And it looks like he’ll continue to. “I was supposed to die, I think!” he chuckles. “But pretty quickly, I realized I was just having fun and [Executive Producer] Frank Valentini walked by — ‘Still having fun?’ ‘You betcha!’ And he said, ‘As long as you’re having fun, we’re gonna keep writing for you.’ I said, ‘Okay!’ ” And the odds of his character’s long-term survival seemed to improve even more last December, when Cyrus was revealed to be the half brother of Laura and Martin (see sidebar). Beams Kober, “Frank said, ‘All this stuff, this is you. The writers are just having fun. They enjoy writing for you.’ And I couldn’t be prouder of that.”

Puppy Love: Avid photographer Kober took this portrait of his beloved two-year- old Labradoodle, Bud Powell. “He throws himself into life — and into the air and into walls [laughs]. He’s the dearest animal I’ve ever known. He raised my energy by 30 percent the day he walked into the house.”

Jeff Kober

SIBLING REVELRY

Jeff Kober is tickled pink over the reveal that his character, Cyrus, is related to Laura and Martin, sharing, “I knew that Genie Francis [Laura] and I had a really nice connection, and I thought, ‘What are they going to do with this?’ And then it was, ‘Oh, my God, she’s my sister!’ I thought, ‘She is soap opera royalty!’ And Michael [E. Knight, Martin] and I go way back. We’ve known each other for many, many years. What’s fun is that he gets in my face and he challenges me. Some people are afraid of me, but Michael isn’t, so when we got to do those scenes around my unconscious mother’s bed, he was fantastic. He was in my face with that Southern accent. I loved it!” As for Francis, he raves, “She is just waiting for someone to get in her face! She loves to act. She’s a real actress. When you’ve been doing this for so long, it’s probably challenging to be so alive all the time and bring something new to it, but she’s really committed to that and engaged in that and I just get to go along for the ride. I look forward to our scenes together.”

DID YOU KNOW?

• In 1986, Kober did a short stint on FALCON CREST as a hit man. “It was horrifying!” he shudders of his foray into prime-time soaps. “I was a fish out of water. It was not my skill set, you know?”
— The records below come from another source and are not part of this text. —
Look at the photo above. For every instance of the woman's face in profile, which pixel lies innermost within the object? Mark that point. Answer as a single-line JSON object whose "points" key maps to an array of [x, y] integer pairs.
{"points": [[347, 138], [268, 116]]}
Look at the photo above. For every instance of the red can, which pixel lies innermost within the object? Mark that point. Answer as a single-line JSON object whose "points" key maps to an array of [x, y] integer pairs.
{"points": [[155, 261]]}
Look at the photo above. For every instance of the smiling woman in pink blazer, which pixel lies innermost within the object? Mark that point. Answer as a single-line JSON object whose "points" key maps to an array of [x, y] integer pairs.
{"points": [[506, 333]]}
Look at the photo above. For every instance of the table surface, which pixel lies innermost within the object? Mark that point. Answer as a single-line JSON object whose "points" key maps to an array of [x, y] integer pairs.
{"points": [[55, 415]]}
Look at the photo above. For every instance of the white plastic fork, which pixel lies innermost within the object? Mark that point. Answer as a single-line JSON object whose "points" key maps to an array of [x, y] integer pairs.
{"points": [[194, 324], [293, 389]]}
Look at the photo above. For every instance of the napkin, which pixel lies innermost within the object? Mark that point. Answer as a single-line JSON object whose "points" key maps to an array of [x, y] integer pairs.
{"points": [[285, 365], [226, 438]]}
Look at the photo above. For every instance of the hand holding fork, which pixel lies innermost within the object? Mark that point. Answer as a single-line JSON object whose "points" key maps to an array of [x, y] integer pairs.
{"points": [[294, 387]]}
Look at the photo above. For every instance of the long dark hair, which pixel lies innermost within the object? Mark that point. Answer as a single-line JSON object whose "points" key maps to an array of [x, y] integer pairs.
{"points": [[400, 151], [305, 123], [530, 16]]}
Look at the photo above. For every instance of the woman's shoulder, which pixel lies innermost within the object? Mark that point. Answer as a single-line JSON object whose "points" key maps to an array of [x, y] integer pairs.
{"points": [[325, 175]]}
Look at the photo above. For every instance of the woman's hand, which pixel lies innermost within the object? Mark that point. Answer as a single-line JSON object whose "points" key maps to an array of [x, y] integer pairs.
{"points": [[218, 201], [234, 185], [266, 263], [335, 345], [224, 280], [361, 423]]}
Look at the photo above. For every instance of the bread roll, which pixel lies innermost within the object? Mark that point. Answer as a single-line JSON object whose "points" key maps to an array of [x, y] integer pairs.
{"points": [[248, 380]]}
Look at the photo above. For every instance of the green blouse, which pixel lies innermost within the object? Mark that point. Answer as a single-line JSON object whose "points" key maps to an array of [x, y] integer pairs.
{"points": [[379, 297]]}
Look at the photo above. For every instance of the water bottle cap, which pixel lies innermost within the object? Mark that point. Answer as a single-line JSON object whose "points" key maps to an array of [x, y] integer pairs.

• In 1988, he and CHINA BEACH co-star Dana Delany (ex-Haley, AS THE WORLD TURNS) traveled to Vietnam the month after it was opened to tourism. “We were like the only Westerners there. It was an extraordinary experience.”

China Beach

JUST THE FACTS

Birthday: December 18

Provenance: “I grew up on a farm outside of Billings [MT], so boyhood was like milking cows and working in the fields, weeding sugar beets and pinto beans and stacking hay and chasing cattle and riding motorcycles and stuff like that.”

Type Cast: “My wife [Adele Slaughter] is a writer and teaches writing, and I’m in the process of writing two books, so there’s a lot of writing going on.”

Lens Crafter: “I do photography, tintype photography, and I’ve also been doing some new photographic process where I’m printing on alternative types of paper and really large-format prints and seeing what I can do with that.”

Viewing Pleasure: “We just started watching LUPIN on Netflix, about a gentleman thief. THE QUEEN’S GAMBIT, loved that. Wonder Woman 84, loved that. And my wife and I both have a soft spot for really bad action movies — the awful ones where you’re like, ‘Why did we watch that?!’ ”

Your Song: Kober, who sings and plays guitar, is switching up his playlist for a special audience of one. “I have a back catalogue of murder ballads that I know how to sing, but we have a grandson and I’m trying to come up with things to sing to him online — and murder ballads are not really the best [laughs]. Right now I’m trying to learn the alternate tuning and thinking for ‘Buckets of Rain’ by Dylan because I think that would be delightful for him.”